Par choix, les anglicismes, termes techniques et raccourcis de vocabulaire sont laissés tels quels – incontournables dans n’importe quelle discussion technique un peu réaliste 🙂

Stéphanie Hertrich : Romain, qui es-tu, d’où viens-tu ?

Romain Champourlier : Je suis Romain Champourlier, CTO de JobTeaser depuis 4 ans.

J’ai fait une école d’ingénieur –  l’ENSI de Caen – avec une spécialité en sécurité et transactions bancaires. J’ai commencé mon parcours professionnel dans un petit cabinet de conseil où j’étais en mission chez BNP Paribas. J’ai appris la gestion de projet classique, à l’ancienne avec le cycle en V mais ça a été très formateur et m’a permis d’acquérir de bonnes bases. J’ai eu envie de repartir davantage dans la technique et l’entrepreneuriat : j’ai passé 3 ans à essayer de monter des projets seul ou avec des associés, mais rien n’a vraiment décollé. En parallèle, j’ai été chassé par Urban Linker pour entrer chez JobTeaser. On me proposait d’être CTO dans une boite qui avait la maturité que j’essayais d’avoir avec mes projets, c’était juste parfait !

Stéphanie, peux-tu te présenter à ton tour ?

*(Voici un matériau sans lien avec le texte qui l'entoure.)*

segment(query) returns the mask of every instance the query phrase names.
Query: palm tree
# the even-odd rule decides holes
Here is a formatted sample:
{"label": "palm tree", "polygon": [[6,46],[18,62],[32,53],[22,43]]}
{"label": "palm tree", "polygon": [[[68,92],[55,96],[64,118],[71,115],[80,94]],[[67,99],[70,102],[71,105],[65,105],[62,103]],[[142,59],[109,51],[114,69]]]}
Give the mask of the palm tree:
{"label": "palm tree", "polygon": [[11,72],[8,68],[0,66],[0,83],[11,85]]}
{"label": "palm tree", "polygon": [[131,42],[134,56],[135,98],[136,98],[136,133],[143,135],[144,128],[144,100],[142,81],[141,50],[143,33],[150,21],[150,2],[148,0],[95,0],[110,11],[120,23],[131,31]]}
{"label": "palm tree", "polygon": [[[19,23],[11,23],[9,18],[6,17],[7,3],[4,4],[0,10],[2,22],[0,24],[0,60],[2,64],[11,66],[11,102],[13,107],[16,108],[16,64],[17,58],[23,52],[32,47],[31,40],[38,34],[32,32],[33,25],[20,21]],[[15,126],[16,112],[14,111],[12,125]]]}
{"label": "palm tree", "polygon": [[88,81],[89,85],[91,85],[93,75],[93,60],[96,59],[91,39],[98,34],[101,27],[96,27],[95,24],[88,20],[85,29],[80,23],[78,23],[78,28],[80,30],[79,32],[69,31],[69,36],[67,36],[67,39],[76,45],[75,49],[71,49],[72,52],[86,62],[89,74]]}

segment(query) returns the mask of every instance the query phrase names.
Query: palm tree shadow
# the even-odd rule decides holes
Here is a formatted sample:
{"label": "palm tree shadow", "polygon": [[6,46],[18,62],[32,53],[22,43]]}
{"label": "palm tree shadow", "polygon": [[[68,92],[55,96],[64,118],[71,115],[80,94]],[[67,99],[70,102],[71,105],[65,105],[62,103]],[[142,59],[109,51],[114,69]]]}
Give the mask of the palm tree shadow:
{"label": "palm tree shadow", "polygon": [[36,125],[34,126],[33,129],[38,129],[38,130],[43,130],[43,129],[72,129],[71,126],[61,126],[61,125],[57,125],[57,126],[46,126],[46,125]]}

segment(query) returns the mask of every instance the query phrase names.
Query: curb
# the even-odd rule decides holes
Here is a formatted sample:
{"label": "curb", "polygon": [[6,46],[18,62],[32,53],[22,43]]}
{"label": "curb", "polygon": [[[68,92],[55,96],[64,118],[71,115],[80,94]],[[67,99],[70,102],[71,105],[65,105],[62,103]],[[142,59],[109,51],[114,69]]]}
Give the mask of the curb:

Stéphanie Baltus : J’ai commencé par la gestion avec un DUT GEA et un Master MIAGE : difficile de commencer le Java à ce niveau mais quand on a envie, on y va ! J’ai initié ma carrière dans la BI avec un passage à la SNCF puis je suis restée en SSII quelques années. J’ai pu toucher à pas mal de domaines : le luxe, l’industrie…et de technologies (Microsoft, IBM, etc). J’ai ensuite été embauchée chez LeBonCoin en tant que chef de projet BI technique, pour y monter l’équipe.

Nous avons pu livrer une stack BI, mais tout ce que j’avais mis en oeuvre auparavant était inutilisable au regard des volumétries qu’on peut rencontrer chez LeBonCoin ! Je me suis retrouvée face à des challenges inédits. Par exemple, on est arrivé aux limites des solutions classiques comme Pentaho ou PostgreSQL : notre datawarehouse faisait alors 7 To.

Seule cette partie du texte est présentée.